Why Nobody Catches This

Config files carry a strong mental model as metadata, not code. Developers reviewing a PR diff are conditioned to look for changed logic in source files, not for a one-liner appended to scripts in package.json or a new JSON key in .vscode/tasks.json. The signal-to-noise ratio in a chore: update dependencies commit is also deliberately poor — five launcher files spread across different toolchains look like scaffolding.

SafeDep notes the dropper's 4.3 MB size is intentional: GitHub's code search stops indexing files above roughly 384 KB, so the dropper itself is dark to search-based detection. The small launcher files are what surface in a repo scan, but they look innocuous in isolation.

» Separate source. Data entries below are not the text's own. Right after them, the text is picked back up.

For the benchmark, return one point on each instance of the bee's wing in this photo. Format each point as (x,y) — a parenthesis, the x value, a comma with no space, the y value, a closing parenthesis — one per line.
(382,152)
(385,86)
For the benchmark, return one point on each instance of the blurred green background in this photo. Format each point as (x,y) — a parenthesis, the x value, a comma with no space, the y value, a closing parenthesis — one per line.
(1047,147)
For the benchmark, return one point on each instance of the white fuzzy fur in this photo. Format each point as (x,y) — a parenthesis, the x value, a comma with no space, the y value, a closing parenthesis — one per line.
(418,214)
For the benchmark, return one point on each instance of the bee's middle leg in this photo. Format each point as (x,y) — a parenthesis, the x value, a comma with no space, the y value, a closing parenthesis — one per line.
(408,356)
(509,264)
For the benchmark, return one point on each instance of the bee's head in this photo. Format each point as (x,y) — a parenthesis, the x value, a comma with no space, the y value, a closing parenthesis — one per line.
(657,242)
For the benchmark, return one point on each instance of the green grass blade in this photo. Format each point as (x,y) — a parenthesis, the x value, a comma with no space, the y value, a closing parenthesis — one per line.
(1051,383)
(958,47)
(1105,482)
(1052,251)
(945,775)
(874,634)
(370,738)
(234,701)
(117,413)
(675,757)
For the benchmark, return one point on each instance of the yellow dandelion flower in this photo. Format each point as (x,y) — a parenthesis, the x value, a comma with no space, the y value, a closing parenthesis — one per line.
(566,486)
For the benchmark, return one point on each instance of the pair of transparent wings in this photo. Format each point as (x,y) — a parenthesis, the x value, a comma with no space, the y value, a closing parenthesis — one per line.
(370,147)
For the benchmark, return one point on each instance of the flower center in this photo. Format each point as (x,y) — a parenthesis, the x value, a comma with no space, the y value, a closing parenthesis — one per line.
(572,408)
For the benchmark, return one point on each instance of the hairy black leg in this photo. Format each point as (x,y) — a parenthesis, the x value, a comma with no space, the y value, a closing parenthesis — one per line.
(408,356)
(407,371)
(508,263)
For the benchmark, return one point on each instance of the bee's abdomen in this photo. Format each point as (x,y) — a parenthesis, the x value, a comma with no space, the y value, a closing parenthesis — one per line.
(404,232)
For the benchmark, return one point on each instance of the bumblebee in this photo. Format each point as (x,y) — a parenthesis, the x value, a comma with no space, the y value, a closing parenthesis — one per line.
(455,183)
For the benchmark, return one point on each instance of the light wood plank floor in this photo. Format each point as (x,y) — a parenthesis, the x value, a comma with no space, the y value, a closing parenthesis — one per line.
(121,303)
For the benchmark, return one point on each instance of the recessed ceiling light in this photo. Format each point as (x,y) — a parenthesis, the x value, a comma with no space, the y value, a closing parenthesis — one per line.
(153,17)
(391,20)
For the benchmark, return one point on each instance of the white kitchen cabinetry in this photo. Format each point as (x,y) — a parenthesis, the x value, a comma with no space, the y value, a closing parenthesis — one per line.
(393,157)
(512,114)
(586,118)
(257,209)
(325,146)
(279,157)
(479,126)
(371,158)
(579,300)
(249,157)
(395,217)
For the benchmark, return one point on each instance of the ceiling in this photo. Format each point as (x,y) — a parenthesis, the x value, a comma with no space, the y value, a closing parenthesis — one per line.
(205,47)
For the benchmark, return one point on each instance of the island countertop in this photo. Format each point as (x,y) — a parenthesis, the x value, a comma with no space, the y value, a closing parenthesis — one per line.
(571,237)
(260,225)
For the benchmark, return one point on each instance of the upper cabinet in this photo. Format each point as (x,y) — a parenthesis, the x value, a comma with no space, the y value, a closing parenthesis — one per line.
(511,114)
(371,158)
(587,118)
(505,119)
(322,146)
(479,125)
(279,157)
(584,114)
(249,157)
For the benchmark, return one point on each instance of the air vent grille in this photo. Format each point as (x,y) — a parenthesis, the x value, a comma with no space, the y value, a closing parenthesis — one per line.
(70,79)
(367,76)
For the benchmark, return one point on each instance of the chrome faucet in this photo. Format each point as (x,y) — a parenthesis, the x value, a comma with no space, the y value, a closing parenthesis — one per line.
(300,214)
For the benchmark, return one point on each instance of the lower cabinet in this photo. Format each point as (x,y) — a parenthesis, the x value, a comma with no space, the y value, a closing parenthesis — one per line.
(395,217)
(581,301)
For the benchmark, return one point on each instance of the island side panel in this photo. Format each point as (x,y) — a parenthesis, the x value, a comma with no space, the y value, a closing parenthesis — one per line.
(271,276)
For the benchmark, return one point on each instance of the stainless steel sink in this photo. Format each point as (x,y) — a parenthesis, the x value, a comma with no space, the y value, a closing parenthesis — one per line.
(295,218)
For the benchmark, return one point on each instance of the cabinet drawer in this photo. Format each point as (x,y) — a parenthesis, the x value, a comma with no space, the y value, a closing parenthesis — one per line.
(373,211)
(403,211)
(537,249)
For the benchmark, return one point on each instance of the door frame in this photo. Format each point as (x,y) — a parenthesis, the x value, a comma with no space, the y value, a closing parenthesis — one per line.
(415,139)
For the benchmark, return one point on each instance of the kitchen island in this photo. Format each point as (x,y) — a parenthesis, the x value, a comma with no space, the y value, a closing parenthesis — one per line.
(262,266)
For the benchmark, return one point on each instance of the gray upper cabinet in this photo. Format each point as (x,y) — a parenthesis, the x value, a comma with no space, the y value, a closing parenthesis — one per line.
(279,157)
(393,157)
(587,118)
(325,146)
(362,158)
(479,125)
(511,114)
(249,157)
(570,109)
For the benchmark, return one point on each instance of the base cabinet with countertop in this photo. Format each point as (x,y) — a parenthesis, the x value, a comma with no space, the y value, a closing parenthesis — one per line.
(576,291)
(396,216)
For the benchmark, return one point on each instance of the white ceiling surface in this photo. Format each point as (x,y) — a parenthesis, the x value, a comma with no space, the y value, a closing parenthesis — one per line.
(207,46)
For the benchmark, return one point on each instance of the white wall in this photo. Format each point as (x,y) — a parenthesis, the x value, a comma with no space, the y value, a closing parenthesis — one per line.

The obfuscation pattern — numeric array, small rotation function, eval, encrypted second stage — is a harness SafeDep reports seeing recompiled across separate waves of Miasma and in unrelated malicious package campaigns. The rotation amount and encryption keys change per build (changing the file hash), but the structure is stable.

What to Actually Audit

Before cloning an unfamiliar repo — especially a dependency you're evaluating or a project an AI agent will operate in — grep for these files and inspect every command string in them:

  • .claude/settings.json, .gemini/settings.jsonhooks.SessionStart
  • .cursor/rules/*.mdc → any alwaysApply: true rule containing shell commands
  • .vscode/tasks.jsonrunOn: folderOpen tasks
  • package.json → all scripts entries, not just install
  • composer.jsonscripts.post-install-cmd, post-update-cmd
  • Gemfile / .gemspecpost_install hooks

Treat any command in these locations the same way you'd treat executable code in a dependency — because that's exactly what it is. A config file that carries a shell command is an execution primitive. Supply chain attackers have figured this out. The audit tooling largely hasn't.